I'd disagree. Yes there were quite a few that preferred to remain in Ukraine. Nonetheless, the majority of the people identify Russians and they preferred Russian rule. For one, the older people immediately received higher pensions and workers will also now receive higher wages. There's tons of video evidence from non-Russian outlets that described the situation there, especially by Vice which did a series called 'Russian Roulette' that was well over 100 episodes. All in all, I'd say that more locals in Crimea were for Russian rule than against.
Also, the referendum was conducted with international observers present.
"It's all quiet so far," Mateus Piskorkski, the leader of the European observers' mission and Polish MP told Itar-Tass. "Our observers have not registered any violations of voting rules."
Another observer, Ewald Stadler, member of the European Parliament, dispelled the "referendum at gunpoint" myth, by saying he felt people were free to make their choice.

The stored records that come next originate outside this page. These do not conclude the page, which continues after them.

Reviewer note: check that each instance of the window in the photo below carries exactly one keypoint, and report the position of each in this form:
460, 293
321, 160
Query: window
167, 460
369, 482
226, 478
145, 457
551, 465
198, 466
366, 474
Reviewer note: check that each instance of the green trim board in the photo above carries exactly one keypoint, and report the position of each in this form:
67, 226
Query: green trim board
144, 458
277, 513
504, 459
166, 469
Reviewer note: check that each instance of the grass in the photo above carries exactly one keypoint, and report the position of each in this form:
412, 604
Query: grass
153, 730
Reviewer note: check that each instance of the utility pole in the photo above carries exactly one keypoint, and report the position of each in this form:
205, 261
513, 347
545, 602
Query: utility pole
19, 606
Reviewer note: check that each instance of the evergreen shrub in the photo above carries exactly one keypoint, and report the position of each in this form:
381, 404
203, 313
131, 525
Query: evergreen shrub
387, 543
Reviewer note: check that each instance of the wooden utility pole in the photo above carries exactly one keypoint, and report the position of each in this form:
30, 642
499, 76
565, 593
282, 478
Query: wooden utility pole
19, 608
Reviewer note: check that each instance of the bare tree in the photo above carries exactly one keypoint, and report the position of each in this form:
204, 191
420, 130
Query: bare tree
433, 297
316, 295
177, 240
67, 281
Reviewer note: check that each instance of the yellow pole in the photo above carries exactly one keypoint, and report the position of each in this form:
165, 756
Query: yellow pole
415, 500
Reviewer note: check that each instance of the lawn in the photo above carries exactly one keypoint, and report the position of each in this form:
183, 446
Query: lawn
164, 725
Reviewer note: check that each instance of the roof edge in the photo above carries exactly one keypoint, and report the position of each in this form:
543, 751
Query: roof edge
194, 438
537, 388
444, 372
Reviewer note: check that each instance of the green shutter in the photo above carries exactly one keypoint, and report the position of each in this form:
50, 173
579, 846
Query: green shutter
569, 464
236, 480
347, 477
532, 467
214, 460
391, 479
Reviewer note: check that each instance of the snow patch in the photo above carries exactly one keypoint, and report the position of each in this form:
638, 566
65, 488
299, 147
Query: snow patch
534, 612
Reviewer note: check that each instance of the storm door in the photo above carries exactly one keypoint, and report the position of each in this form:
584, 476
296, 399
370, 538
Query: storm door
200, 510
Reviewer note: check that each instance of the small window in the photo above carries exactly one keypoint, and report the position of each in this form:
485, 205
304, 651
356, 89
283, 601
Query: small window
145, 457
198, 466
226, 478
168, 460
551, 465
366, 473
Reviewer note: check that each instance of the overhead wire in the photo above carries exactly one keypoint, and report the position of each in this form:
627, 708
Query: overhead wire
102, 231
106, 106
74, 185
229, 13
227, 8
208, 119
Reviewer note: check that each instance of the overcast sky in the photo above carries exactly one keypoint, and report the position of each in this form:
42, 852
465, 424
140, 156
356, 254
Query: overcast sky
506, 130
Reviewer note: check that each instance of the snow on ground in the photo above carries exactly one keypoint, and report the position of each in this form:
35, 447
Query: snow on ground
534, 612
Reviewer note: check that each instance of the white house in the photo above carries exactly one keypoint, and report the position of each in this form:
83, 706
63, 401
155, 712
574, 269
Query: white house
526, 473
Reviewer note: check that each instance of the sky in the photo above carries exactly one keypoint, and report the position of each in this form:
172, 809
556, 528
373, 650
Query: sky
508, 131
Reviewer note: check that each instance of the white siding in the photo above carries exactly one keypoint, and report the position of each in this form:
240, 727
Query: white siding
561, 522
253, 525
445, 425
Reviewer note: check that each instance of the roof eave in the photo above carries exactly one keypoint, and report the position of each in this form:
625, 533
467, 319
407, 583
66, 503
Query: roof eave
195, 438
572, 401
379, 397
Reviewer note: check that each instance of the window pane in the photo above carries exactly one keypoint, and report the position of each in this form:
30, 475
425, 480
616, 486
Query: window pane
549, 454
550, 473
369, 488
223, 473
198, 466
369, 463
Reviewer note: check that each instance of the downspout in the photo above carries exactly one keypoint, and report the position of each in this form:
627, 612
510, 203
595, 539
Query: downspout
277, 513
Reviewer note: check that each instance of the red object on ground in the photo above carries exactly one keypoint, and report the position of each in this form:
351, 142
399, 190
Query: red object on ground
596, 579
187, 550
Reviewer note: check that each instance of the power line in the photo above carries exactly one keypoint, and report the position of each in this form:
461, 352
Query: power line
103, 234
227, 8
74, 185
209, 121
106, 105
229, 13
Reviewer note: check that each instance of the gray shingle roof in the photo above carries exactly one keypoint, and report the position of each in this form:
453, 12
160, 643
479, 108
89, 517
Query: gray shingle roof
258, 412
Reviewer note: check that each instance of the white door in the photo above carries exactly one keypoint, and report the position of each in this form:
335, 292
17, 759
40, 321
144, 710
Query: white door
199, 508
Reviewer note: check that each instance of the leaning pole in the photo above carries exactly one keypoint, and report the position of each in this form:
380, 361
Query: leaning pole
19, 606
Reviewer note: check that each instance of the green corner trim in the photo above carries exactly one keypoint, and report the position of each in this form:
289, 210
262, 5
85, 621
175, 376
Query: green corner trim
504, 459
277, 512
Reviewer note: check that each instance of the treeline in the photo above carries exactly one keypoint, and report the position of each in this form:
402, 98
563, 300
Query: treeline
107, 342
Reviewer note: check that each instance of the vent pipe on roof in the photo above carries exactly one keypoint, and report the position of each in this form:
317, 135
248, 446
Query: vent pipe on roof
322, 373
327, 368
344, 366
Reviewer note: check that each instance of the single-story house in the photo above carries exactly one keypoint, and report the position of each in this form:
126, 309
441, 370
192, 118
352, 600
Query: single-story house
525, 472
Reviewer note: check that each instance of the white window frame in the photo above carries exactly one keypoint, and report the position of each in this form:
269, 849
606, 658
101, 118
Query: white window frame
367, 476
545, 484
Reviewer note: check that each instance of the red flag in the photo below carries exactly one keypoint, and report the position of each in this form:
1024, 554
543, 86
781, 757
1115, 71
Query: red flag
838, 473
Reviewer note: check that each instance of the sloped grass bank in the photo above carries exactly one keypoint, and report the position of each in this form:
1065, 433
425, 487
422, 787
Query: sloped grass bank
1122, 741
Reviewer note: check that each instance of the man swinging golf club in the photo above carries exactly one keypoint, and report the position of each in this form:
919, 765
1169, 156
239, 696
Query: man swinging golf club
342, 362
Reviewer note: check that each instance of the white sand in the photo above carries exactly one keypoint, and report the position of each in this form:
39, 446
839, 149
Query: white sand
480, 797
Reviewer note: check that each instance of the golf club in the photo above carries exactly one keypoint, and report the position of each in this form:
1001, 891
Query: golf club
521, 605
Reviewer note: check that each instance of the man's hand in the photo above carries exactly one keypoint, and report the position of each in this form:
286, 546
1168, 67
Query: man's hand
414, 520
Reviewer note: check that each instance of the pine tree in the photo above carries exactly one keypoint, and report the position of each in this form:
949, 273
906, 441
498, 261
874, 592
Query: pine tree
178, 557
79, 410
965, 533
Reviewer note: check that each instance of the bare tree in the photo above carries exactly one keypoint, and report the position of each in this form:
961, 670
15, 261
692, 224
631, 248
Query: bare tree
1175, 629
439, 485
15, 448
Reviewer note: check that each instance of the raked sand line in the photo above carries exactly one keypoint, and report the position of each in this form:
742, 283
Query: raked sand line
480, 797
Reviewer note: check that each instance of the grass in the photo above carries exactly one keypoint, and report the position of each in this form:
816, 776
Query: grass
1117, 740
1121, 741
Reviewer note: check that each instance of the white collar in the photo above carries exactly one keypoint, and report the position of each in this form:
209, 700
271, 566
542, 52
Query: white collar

"I haven't seen anything even resembling pressure," he said. "People themselves want to have their say."
Many were impressed by the turnout, which appeared to be so high as to have people stand in lines to get to the ballot box in the morning. The turnout for the referendum in Crimea at 17.00 local time (15.00 GMT) was 70 per cent, the referendum's website said.
"The lines are very long, the turnout is big indeed," a member of the international observer mission, Bulgarian parliament member Pavel Chernev, said. "Organization and procedures are 100 percent in line with the European standards," he added.
135 international observers have arrived from 23 countries, including Austria, Belgium, Bulgaria, France, Germany, Hungary, Italy, Latvia and Poland, Crimean authorities said. Among those monitoring the referendum are members of the EU and national European parliaments, international law experts and human rights activists.